Ein weiteres Problem ist laut DSLV-Präsident Axel Plaß, Chef der Zippel Group aus Hamburg, dass die Maut die beabsichtigte Lenkungswirkung nicht entfalten wird. „Allein der Bundeshaushalt wird profitieren, die Klimabilanz des Straßengüterverkehrs bleibt unverändert.“ Denn weder stünden – wie skizziert – die erforderlichen alternativ angetriebenen Lkw in ausreichender Zahl bereit, noch gebe es Anreize zum Umstieg auf die Schiene. „Wir verzweifeln an einem desolaten Schienennetz“, sagte Plaß, der bei der Zippel Group das Gros seiner Hauptläufe per Bahn bewegt. Die Mauteinnahmen sollen, wie es im Gesetzentwurf heißt, „ganz überwiegend in die Schiene investiert werden“.

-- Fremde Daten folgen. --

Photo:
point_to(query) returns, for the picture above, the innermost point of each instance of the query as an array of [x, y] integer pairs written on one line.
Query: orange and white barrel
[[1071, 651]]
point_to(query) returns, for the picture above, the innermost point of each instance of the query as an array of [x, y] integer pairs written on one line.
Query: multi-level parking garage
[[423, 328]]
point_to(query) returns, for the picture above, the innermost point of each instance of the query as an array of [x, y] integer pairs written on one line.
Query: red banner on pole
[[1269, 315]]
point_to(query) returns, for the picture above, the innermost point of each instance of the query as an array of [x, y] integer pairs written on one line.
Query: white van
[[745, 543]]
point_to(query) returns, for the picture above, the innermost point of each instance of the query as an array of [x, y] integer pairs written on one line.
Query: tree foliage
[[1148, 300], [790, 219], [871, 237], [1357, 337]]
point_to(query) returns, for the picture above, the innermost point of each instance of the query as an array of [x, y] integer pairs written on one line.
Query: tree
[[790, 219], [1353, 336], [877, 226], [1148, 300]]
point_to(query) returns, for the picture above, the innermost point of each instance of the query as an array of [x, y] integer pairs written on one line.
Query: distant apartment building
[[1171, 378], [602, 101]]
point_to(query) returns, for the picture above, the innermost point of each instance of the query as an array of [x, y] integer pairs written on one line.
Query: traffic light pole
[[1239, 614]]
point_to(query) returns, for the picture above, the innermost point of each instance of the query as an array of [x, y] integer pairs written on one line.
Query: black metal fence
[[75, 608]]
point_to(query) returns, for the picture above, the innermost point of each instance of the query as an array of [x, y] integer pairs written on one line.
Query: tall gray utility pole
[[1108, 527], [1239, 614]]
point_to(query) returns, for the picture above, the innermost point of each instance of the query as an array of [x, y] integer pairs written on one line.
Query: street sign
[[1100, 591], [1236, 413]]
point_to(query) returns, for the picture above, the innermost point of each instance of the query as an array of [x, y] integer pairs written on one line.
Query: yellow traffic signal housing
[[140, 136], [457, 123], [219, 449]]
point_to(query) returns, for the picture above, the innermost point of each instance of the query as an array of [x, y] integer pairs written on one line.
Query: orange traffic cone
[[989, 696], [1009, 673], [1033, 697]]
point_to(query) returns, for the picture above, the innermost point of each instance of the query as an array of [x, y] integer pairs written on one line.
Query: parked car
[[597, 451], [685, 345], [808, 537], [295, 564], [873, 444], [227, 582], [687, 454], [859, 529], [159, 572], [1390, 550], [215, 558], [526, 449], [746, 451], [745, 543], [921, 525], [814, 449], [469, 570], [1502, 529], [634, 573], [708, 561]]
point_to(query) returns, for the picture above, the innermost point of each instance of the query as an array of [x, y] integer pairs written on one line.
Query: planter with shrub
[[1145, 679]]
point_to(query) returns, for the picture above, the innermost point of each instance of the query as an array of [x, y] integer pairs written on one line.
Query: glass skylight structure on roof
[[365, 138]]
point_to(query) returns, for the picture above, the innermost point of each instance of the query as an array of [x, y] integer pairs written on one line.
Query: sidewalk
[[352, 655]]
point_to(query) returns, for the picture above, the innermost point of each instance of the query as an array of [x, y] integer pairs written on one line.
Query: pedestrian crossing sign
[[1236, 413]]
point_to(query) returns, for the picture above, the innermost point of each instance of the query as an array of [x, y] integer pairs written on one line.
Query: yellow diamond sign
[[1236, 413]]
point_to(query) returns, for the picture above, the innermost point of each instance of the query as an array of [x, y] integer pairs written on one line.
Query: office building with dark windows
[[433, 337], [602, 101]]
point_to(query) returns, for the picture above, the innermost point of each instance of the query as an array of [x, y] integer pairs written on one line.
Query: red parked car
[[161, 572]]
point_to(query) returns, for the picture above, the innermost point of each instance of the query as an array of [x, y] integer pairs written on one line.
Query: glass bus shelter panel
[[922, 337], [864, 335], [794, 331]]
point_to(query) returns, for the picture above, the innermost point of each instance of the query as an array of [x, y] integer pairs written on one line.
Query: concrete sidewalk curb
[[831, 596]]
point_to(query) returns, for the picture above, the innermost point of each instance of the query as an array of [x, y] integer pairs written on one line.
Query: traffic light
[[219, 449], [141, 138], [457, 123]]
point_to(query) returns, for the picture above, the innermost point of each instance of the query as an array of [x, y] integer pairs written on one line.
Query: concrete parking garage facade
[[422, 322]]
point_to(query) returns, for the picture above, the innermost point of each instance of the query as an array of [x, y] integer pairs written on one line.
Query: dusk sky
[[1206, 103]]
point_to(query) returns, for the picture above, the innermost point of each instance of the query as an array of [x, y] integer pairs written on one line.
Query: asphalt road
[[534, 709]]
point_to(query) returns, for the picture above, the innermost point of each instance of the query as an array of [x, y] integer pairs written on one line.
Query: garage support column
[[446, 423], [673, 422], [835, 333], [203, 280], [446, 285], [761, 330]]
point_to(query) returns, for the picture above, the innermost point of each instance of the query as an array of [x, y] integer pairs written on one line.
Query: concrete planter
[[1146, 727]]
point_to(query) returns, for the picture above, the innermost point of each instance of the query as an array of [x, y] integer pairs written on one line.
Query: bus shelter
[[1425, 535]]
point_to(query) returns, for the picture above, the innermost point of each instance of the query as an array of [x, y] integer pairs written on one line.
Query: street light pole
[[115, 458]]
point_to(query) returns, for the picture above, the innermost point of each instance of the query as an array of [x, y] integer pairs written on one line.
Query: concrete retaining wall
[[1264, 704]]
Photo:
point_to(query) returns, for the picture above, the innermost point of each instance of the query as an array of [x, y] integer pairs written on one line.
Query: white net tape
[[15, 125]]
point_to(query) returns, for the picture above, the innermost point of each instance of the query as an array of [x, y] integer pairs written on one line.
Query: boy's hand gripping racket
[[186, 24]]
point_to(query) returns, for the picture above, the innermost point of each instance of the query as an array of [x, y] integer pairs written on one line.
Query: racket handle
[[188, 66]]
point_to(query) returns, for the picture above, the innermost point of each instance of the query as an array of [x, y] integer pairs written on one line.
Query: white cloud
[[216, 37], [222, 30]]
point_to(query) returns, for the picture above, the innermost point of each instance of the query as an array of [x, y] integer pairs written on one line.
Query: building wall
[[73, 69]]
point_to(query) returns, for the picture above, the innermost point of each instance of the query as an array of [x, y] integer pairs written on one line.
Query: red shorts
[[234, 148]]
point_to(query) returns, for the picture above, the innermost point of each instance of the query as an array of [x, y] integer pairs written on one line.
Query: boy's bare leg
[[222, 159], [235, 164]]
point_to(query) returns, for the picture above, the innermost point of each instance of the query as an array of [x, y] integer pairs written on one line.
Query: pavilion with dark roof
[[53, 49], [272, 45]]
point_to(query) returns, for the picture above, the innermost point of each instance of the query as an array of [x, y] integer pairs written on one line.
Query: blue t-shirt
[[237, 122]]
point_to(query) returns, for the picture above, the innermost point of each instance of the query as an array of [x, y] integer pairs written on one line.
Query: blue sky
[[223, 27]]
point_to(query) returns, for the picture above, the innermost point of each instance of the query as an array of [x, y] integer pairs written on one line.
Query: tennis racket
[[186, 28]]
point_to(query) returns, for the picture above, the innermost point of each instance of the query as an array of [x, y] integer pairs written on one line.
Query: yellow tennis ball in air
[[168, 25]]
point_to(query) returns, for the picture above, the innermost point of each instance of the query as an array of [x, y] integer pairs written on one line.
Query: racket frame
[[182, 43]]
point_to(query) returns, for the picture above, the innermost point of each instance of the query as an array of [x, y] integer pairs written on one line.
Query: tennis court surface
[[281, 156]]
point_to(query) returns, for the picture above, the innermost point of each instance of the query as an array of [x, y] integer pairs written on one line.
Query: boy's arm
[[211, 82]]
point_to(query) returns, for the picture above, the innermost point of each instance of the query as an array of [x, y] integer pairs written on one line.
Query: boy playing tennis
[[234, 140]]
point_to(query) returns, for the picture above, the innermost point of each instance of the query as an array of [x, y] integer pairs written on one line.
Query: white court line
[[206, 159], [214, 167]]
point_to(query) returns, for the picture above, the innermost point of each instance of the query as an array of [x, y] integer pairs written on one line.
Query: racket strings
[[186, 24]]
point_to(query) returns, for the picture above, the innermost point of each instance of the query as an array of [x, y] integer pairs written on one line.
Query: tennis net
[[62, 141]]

Ärgerlich ist für die Unternehmer beim Mautpaket ferner, dass die im Koalitionsvertrag ausgeschlossene Doppelbelastung nicht vermieden wird. Spediteure müssen also sowohl den CO2-Preis als auch die CO2-Maut schlucken, ohne einen Ausgleich zu bekommen. Und ebenfalls ein Aufreger für alle Mautzahler: Es herrscht Unklarheit darüber, was moderne Diesel-Lkw, die CO2-effizienter als vor 2020 in den Verkehr gebrachte Fahrzeuge sind, eigentlich an Maut bezahlen müssen.